Head Coach Lindsey Hunter hopes that single step is an attitude adjustment. One that starts with the mantra “no excuses” and leads to a blue collar and desperate mentality.
“If you play that way, it shows up on the floor,” Hunter said. “It shows up in hustle plays. It shows up in 50/50 balls and diving on the floor. Those things show up. That’s the approach we’re trying to instill in our guys.”
It’s a philosophy that Hunter bought into as a kid and has embraced ever since.
“It’s been instilled in me since I started playing as a little kid back in Mississippi with my dad,” he said. “Being around other situations have just enhanced that and brought it out in me more. It helped me realize it’s an important approach in a lot of things.”
One of those situations was the first of his professional career. While playing for the Pistons his rookie season in 1993 he got to play with the remnants of the “Bad Boy” Detroit teams that won back-to-back NBA titles. Bill Laimbeer, Isiah Thomas and Joe Dumars were all known for their hard-nosed and relentless play. They weren’t flashy like the Showtime Lakers and lacked a high flyer like Jordan’s Bulls that came after them. They were focused, played tenacious defense and just took care of business.
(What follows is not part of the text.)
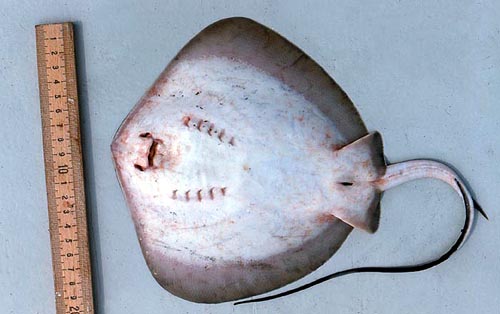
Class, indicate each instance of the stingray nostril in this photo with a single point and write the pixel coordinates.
(139, 167)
It seems like that mentality rubbed off on Hunter.
“As soon as Lindsey took over, he changed a lot of things,” said starting point guard Goran Dragic. “Especially the defensive mentality and playing as hard as possible. He’s still doing all the same. If somebody isn’t working hard or is making some mistakes, he’s going to call him out and tell him. I like that.”
The coach also likes that players like Dragic are responding to his new direction.
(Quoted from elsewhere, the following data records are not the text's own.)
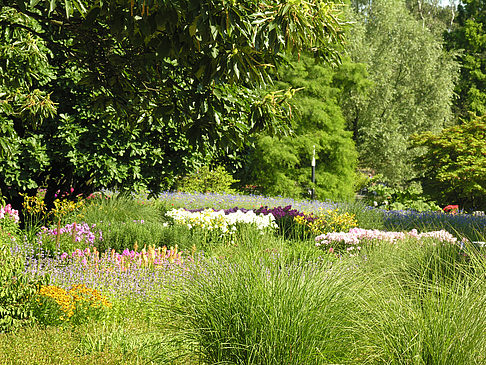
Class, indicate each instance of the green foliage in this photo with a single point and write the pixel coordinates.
(252, 312)
(282, 165)
(469, 36)
(117, 208)
(412, 80)
(454, 164)
(17, 292)
(134, 95)
(420, 304)
(207, 180)
(380, 194)
(121, 235)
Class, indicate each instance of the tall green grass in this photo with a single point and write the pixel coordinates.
(420, 304)
(118, 208)
(266, 312)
“It’s a refreshing thing to see,” Hunter said. “They’re buying into it. They believe that it’s helping. I know that it helps. I just have to relay that to them and challenge them on all aspects of it.”
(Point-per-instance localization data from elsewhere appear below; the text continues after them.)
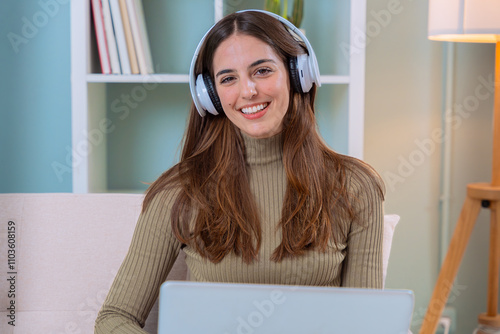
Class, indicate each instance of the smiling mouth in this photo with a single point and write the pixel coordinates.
(254, 109)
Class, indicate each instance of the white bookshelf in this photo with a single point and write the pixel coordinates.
(88, 92)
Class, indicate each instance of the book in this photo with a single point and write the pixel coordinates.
(140, 36)
(101, 37)
(110, 37)
(134, 66)
(121, 43)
Dragic thinks he and his teammates will respond to the challenge and use the new attitude to compete in games where they may seem overmatched at times.
“It’s really important,” the playmaker said. “Especially in those games when the other teams have a lot more talent than we do. If you’re not playing hard as possible and being focused, it’s really hard to win those games. We have struggled this season. We haven’t found the right chemistry, but if everyone is diving for the balls and supporting each other, you’re building it. We have a lot of guys who play like that. Especially P.J. Tucker. Every night you have to play like that if you want to win games.”
Getting a team that has traditionally been focused on offensive firepower and speed to play a gritty and unapologetic style won’t be an easy task. It will take a unique cross section of skills. Hunter feels he has the tools it’ll take.
“It’s been psychologist,” he said of what his job has been for the team. “It’s been teacher. It’s been father. It’s been mentor. It’s been a lot of different things at a lot of different times. I think that’s what coaching has turned into.”
Just like he expects from his team, Hunter has offered no excuses when his team struggles or for his own shortcomings. He realizes that, for the Suns, it’s a marathon right now and not a sprint. It’s about playing for the now with an eye to the future. It’s about building the foundation for a brighter tomorrow.
It’s a journey that starts with one step. A step that’s been taken in the direction of a new attitude.